SOURCE: CAPITAL FM
BY SARAH WAMBUI
NAIROBI, Kenya, Jun 11- The government now says that the Ebola threat that faced the country, after an outbreak of the deadly virus was confirmed in Uganda has been contained and that Kenyans are safe from contracting it.
This followed reports that a 12-year-old girl had succumbed to the disease on May 6 in a town 35 kilometres north of the Ugandan capital, Kampala.
While speaking to Capital News Public Health and Sanitation Director Shahnaaz Sharif said that the appropriate precautionary measures had been taken to ensure that the virus did not spread into Kenya.
He noted that 23 close contacts of the deceased had been put in isolation by the Ugandan authorities to ensure that they were clean.
“The 23 individuals were also tested and fortunately the results came out negative so they were released to the general public,” he explained.
“When we were informed of this we made sure that all our health workers along the border were on the look out for anyone with features of the Ebola haemorrhagic fever to ensure that it was contained,” he said.
Dr Sharif also noted that the strain of the Ebola virus that had been confirmed in Uganda was particularly severe and had a high death rate.
He further observed that Uganda would be declared Ebola free by the Centre for Disease Control (CDC) together with the World Health Organisation (WHO) on June 16 as proof that the illness had been contained.
“The girl succumbed to the Sudan strain which is very virulent. The last time Uganda had an outbreak it was not as severe and the mortality was not high. But with the Sudan strain the mortality rates are much higher,” he explained.
The Public Health Director also disputed claims that there was an outbreak of yellow fever in some parts of Rift Valley saying those reports were misleading.
He explained that only one case tested positive for yellow fever because the virus had been introduced to his body when he was being immunised. Samples of the patient’s blood work were also taken to the Kenya Medical Research Institute for further tests and turned out negative.
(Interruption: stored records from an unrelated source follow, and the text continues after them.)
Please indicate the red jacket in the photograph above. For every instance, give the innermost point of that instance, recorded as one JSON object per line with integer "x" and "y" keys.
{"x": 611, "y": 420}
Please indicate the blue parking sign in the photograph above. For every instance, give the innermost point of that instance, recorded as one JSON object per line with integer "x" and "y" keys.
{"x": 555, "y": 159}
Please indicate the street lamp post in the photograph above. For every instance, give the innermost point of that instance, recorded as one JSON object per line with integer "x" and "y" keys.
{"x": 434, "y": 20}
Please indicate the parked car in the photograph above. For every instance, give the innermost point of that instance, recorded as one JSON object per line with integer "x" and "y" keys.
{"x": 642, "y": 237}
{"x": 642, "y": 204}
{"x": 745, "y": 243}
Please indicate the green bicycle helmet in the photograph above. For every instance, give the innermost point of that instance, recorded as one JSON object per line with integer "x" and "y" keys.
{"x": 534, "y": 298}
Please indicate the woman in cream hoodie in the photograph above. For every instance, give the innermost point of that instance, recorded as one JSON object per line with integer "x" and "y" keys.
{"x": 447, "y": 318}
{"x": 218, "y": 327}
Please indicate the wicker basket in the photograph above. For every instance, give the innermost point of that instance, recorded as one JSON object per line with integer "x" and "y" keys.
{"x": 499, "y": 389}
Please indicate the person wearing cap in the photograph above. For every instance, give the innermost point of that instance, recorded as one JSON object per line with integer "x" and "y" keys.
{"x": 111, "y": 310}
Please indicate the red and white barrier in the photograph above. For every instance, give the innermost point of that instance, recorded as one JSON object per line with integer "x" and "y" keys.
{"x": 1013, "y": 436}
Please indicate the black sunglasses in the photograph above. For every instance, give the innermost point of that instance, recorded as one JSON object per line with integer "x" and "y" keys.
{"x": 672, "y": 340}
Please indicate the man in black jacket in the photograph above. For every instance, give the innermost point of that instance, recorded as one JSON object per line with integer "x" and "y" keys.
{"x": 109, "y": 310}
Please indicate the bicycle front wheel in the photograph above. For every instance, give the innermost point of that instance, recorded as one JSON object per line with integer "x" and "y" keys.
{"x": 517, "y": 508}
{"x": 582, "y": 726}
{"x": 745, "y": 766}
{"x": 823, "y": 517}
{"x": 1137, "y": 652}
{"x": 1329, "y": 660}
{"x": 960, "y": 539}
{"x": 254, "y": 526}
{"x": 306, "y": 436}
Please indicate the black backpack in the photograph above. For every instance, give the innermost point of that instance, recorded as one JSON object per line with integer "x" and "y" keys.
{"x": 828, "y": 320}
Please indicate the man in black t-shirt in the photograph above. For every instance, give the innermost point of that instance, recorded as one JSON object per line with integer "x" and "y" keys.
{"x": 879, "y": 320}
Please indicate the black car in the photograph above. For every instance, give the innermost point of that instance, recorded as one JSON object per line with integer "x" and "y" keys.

“These rumours have been creating a lot of anxiety among people. The first cases that were reported were from the Moi Teaching and Referral hospital and they turned to be malaria and poisoning,” he said.
“We have been yellow fever free for the last 10 years; someone just assumed it was yellow fever without even testing,” he added.
Dr Sharif also said that Kenya would be breaching international laws if it did not report such an outbreak to the WHO and CDC. All countries are required to report any international health threats to these bodies or face sanctions.
Diseases like Ebola, Yellow Fever and Marburg Fever are considered serious threats to human populations and any outbreak should be immediately reported. Baringo has also been listed as an area prone to outbreaks of yellow fever.
Dr Sharif added that Kenya had enough capacity to handle any outbreak of the disease. He also said that the government would continue immunising the masses in Baringo and its environs to ensure there were no outbreaks.
“Uptake has been quite good and we have managed to reach about 80 percent of the people in these areas. The last campaign we had in Rift Valley was in 2002 and we immunised everyone but just to be on the safe side we will embark on another massive campaign next year,” he said.